Saurcana, Terror from the Sea
Fiction That Tells the Truth
Illustrator: Bill Hughes
Saurcana, Terror from the Sea
By Robert Hager
(Seaworm Press, 2004)
www.saurcana.com
175 pp. $9.99
There is no neutral education. Education is either for domestication or for freedom. —Goan writer João da Veiga Coutinho
Guided by this bold premise, Texas educator and disability rights attorney Robert Hager has written an imaginative novel for middle schoolers that encourages critical thinking about society and history—even as the Texas State Board of Education, in its latest round of social studies textbook revisions, moved decidedly in the opposite direction.
Saurcana, Terror from the Sea is geared for the classroom and can be ordered with a teachers’ guide. Its themes are pertinent: How do we learn our history? What if our own experiences don’t jibe with official accounts? How are fears exploited? Do wars protect people? If so, whom?
The novel and its characters grew from Hager’s work in the 1970s as co-founder and director of an alternative program in Houston called Esperanza, the Outdoor School, an innovative early model of the Adventure Playground, where children create their own play structures using simple tools and materials. The approach, which has had a recent revival in the United States, honors Jean Piaget’s maxim “To understand is to invent.”
Hager’s literary invention is a reptilian world of land and sea animals whose lives intersect along a rocky shore. As the story begins, we are introduced to our hero, Esper, a young recruit who is beginning his training to compete for the elite guard in his community of lizard-like Saurcans.
The Saurcans live on cliffs high above the sea. Living separately from them in the cove below are the Uncos, creatures who harvest seaweed and dive for precious stones to benefit the Saurcans. In return, the Uncos are protected from killer fish, the dreaded Cyprines, by the tough special force that Esper yearns to join. The guards keep constant watch from cliffside posts, using a catapult to launch rocks against any Cyprine who ventures too close to the Uncos.
Galdor, the high commander of the Saurcan Guard, barks orders in drill sergeant fashion, admonishing Esper and the other trainees that they, as defenders of the community, must open their eyes “and keep them open at all times.”
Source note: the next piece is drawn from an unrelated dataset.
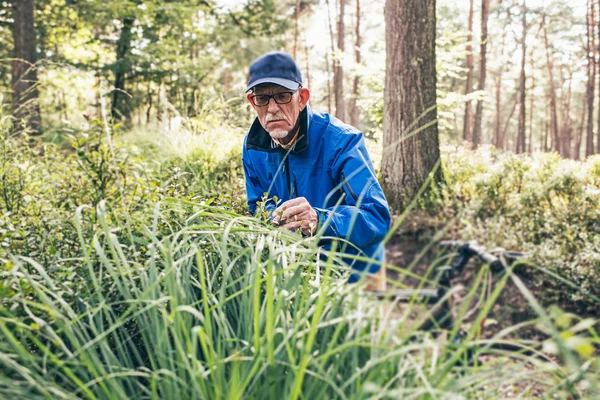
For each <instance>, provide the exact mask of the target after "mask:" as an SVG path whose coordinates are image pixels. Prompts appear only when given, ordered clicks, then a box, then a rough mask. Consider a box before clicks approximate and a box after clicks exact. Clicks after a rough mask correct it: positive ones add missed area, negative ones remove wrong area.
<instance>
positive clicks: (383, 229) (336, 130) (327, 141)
mask: <svg viewBox="0 0 600 400" xmlns="http://www.w3.org/2000/svg"><path fill="white" fill-rule="evenodd" d="M242 161H243V165H244V174H245V177H246V192H247V195H248V208H249V209H250V212H252V214H255V212H256V203H257V201H261V199H262V197H263V195H264V193H267V197H268V198H271V197H273V196H277V197H278V198H279V199H281V200H282V202H283V201H287V200H289V199H293V198H295V197H305V198H306V199H307V200H308V202H309V203H310V205H311V206H312V207H313V208H314V209H315V210H316V211H317V214H318V216H319V226H318V229H322V228H323V227H325V229H324V232H323V235H322V244H323V245H324V246H325V247H326V248H329V247H330V246H331V239H332V238H344V239H347V240H348V241H349V242H350V243H352V244H353V245H354V246H356V247H357V248H358V249H360V250H361V251H362V252H361V251H359V250H357V249H356V248H354V246H350V245H346V246H344V244H340V245H339V246H338V247H337V248H338V249H343V251H344V252H345V253H346V254H351V255H357V254H359V255H360V256H362V257H365V256H366V257H369V258H371V259H373V260H376V261H379V262H382V261H383V256H384V248H383V244H382V240H383V238H384V237H385V235H386V234H387V232H388V230H389V227H390V219H391V217H390V211H389V209H388V205H387V200H386V199H385V196H384V194H383V191H382V189H381V186H380V185H379V182H378V181H377V177H376V176H375V171H374V169H373V165H372V164H371V160H370V158H369V154H368V152H367V149H366V147H365V142H364V140H363V136H362V133H361V132H359V131H358V130H357V129H356V128H354V127H352V126H350V125H346V124H344V123H343V122H341V121H340V120H338V119H337V118H335V117H332V116H330V115H329V114H321V113H318V112H313V111H312V109H311V108H310V107H309V106H308V105H307V106H306V107H305V109H304V111H302V113H301V114H300V132H299V134H298V139H297V141H296V143H295V145H294V147H293V148H292V150H290V151H289V152H288V151H286V150H284V149H282V148H281V147H278V146H277V145H275V143H274V142H273V140H272V139H271V137H270V136H269V133H268V132H267V131H265V130H264V129H263V127H262V126H261V124H260V122H259V121H258V118H257V119H256V120H255V121H254V123H253V124H252V127H251V128H250V131H249V132H248V134H247V135H246V137H245V139H244V148H243V151H242ZM267 209H269V210H274V209H275V204H274V203H270V204H268V206H267ZM344 247H345V248H344ZM347 261H349V262H352V261H353V260H350V259H347ZM352 267H353V268H354V269H356V270H358V271H364V270H365V269H367V268H368V270H369V272H371V273H374V272H377V271H378V270H379V267H380V265H379V264H374V265H373V264H370V263H368V262H364V261H361V260H355V261H354V262H353V264H352ZM358 279H359V276H358V275H357V274H353V275H352V276H351V277H350V280H349V282H354V281H356V280H358Z"/></svg>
That directive is taken to heart by Esper, whose curiosity and desire for truth lead him to discover things that Galdor really doesn’t want him to see, including subjugation disguised as protection. Esper embarks on a dangerous quest to answer his inner doubts about what he and his fellow recruits have been told by Galdor about Saurcan history. Supposed enemies become Esper’s best guides, allowing him to make his own discoveries, trust his instincts, and realize talents, such as the ability to swim, that he’d been told he didn’t possess. The fearsome Cyprine is actually a wise matriarch whose memory holds a key to the mystery of how Saurcans and Uncos originated.
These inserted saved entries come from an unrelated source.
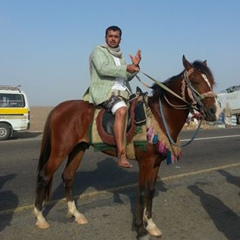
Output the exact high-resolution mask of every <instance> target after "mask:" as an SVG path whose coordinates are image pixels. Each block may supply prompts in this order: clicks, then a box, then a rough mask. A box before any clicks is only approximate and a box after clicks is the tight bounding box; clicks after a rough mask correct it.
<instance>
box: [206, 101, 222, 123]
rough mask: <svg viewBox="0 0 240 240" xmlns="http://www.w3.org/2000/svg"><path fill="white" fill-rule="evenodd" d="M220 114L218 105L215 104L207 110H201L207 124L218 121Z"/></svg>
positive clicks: (208, 108)
mask: <svg viewBox="0 0 240 240" xmlns="http://www.w3.org/2000/svg"><path fill="white" fill-rule="evenodd" d="M220 112H221V111H220V107H219V105H218V104H215V105H213V106H212V107H209V108H205V109H203V115H204V119H205V120H206V121H209V122H215V121H217V120H218V118H219V115H220Z"/></svg>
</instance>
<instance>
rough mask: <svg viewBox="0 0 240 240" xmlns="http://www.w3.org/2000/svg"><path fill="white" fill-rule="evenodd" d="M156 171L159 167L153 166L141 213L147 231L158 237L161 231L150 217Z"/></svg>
mask: <svg viewBox="0 0 240 240" xmlns="http://www.w3.org/2000/svg"><path fill="white" fill-rule="evenodd" d="M158 171H159V167H155V168H153V169H152V172H151V175H150V178H149V184H148V187H147V188H148V194H147V196H148V198H147V202H146V207H145V209H144V215H143V220H144V222H145V223H146V229H147V231H148V233H149V234H150V235H152V236H156V237H160V236H161V235H162V232H161V231H160V229H159V228H158V227H157V226H156V224H155V223H154V222H153V219H152V204H153V197H154V193H155V186H156V180H157V175H158Z"/></svg>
In the story’s climactic moments, Esper risks his life to expose the truth: Uncos are not a separate species, but are really Saurcans whose development has been intentionally limited in order to maintain a compliant labor force. The community’s young ones are the first not only to embrace the reunification of Saurcans and Uncos, but also to forgive the villain, Galdor, who is reconciled rather than shunned or killed.
The novel’s themes are pursued through allegory that is neither too overt nor too obscure for young readers, giving them a framework to make connections to real-life racism, classism, and militarism. The story doesn’t employ high-tech gizmos or magic. Like the Adventure Playground, Saurcana’s resources are elemental: stone, water, wood, plants, animals. Esper expresses strong emotions in healthy ways, and both oral and written forms of history are important tools in his search.
Tweens may empathize with Esper and his friends—by middle school, many students have faced Galdor-like authority figures in school or home environments where there is more pressure to conform than to develop independent ethical selves. Young readers are likely to finish the novel with a greater inclination to question blind obedience and to be more confident in their own powers of reasoning and observation.
In the land of Saurcana, children grow freely when they are guided wisely. Hager has put what he’s learned as an educator into a vivid, compassionate story that affirms the personal worth and integrity of all creatures, imaginary and real. The book does what every board of education should be doing with their texts: encouraging the curious child.